Who fills out the CA-17 form?

Both your employing agency and your doctor. The agency completes side A, describing your job title and its physical requirements. Your attending physician completes side B, documenting your diagnosis, objective findings and what work you can safely perform. At Core Medical Center, side B is completed by the provider who actually examines you, so the restrictions match the clinical record.

How often does a CA-17 need to be updated?

Your agency can request an updated duty status report as your recovery progresses, and it is common to complete one at regular intervals or after each significant change in your condition. Keeping the CA-17 current protects your claim and keeps your light-duty assignment aligned with what you can actually do.

What happens after my doctor completes the CA-17?

The report goes back to your employing agency, which uses it to decide whether suitable work is available within your restrictions. It also becomes part of your OWCP claim file.
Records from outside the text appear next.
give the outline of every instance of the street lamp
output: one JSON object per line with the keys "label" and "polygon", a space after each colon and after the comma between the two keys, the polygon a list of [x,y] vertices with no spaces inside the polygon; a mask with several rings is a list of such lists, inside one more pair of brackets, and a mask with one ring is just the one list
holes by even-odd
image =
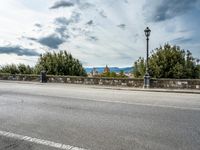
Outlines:
{"label": "street lamp", "polygon": [[146,73],[144,76],[144,88],[150,87],[150,75],[149,75],[149,36],[151,33],[151,30],[149,27],[147,27],[145,30],[145,35],[147,37],[147,58],[146,58]]}

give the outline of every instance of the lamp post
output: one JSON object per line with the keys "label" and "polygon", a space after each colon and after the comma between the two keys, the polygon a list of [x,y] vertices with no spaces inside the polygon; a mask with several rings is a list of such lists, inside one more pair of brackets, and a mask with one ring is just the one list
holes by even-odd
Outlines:
{"label": "lamp post", "polygon": [[147,37],[147,58],[146,58],[146,73],[144,76],[144,88],[150,87],[150,75],[149,75],[149,36],[151,33],[151,30],[149,27],[147,27],[145,30],[145,35]]}

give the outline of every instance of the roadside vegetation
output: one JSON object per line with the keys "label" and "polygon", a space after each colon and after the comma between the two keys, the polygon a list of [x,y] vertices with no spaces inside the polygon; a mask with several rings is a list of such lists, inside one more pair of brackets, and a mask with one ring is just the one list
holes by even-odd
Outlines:
{"label": "roadside vegetation", "polygon": [[5,65],[0,68],[0,73],[10,74],[40,74],[46,71],[49,75],[70,75],[70,76],[86,76],[82,64],[66,51],[58,53],[45,53],[40,55],[38,62],[34,67],[24,64]]}
{"label": "roadside vegetation", "polygon": [[[146,61],[139,58],[134,63],[134,77],[143,78]],[[197,79],[200,78],[199,59],[179,46],[165,44],[152,51],[149,58],[149,73],[153,78]]]}

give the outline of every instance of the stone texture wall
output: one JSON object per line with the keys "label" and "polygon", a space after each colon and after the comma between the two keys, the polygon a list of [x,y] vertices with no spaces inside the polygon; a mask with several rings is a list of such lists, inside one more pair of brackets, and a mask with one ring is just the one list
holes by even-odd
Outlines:
{"label": "stone texture wall", "polygon": [[[40,82],[38,75],[0,74],[0,80]],[[87,84],[101,86],[143,87],[143,79],[88,78],[72,76],[47,76],[49,83]],[[198,89],[200,79],[151,79],[151,88]]]}

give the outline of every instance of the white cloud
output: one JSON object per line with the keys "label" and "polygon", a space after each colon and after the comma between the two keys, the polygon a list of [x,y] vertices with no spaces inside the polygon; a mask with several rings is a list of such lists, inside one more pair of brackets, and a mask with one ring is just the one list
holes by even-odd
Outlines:
{"label": "white cloud", "polygon": [[[58,49],[70,51],[87,66],[108,64],[120,67],[130,66],[138,57],[145,56],[146,26],[152,30],[151,49],[180,37],[194,38],[190,26],[185,26],[184,15],[163,22],[148,21],[147,13],[162,5],[158,1],[147,9],[146,0],[75,0],[73,6],[50,10],[49,8],[56,2],[57,0],[1,1],[0,34],[4,36],[0,39],[0,46],[3,47],[8,43],[21,45],[27,49],[39,50],[41,53],[51,50],[50,48],[57,50],[59,46]],[[69,22],[66,25],[64,22],[56,23],[56,18]],[[57,46],[52,46],[47,41],[46,46],[42,42],[39,43],[40,39],[49,35],[56,35],[60,41],[65,42]],[[200,52],[197,49],[200,47],[197,43],[199,41],[193,45],[184,43],[180,45],[183,48],[191,48],[190,50],[199,56]],[[23,59],[27,60],[30,58],[24,57]],[[13,55],[10,55],[8,60],[19,61]],[[33,64],[36,60],[31,58],[31,61],[25,62]],[[7,61],[3,59],[4,62]]]}

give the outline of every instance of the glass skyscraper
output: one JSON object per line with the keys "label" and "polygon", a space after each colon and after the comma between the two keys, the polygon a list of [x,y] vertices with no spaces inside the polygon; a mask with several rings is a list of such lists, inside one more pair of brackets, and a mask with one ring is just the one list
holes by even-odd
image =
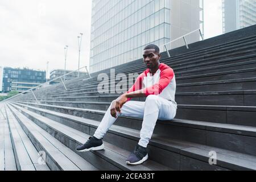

Decisions about your claim and benefits are made by the Department of Labor; our role is accurate, objective documentation of your work capacity.

Can I get a CA-17 completed at Core Medical Center?

Yes. We are an OWCP-authorized clinic, and duty status reporting is part of routine federal injury care here. Bring your claim number and the form your agency provided, and your provider will complete side B after your evaluation. Same-week appointments are typically available in Blue Springs, serving the Kansas City metro.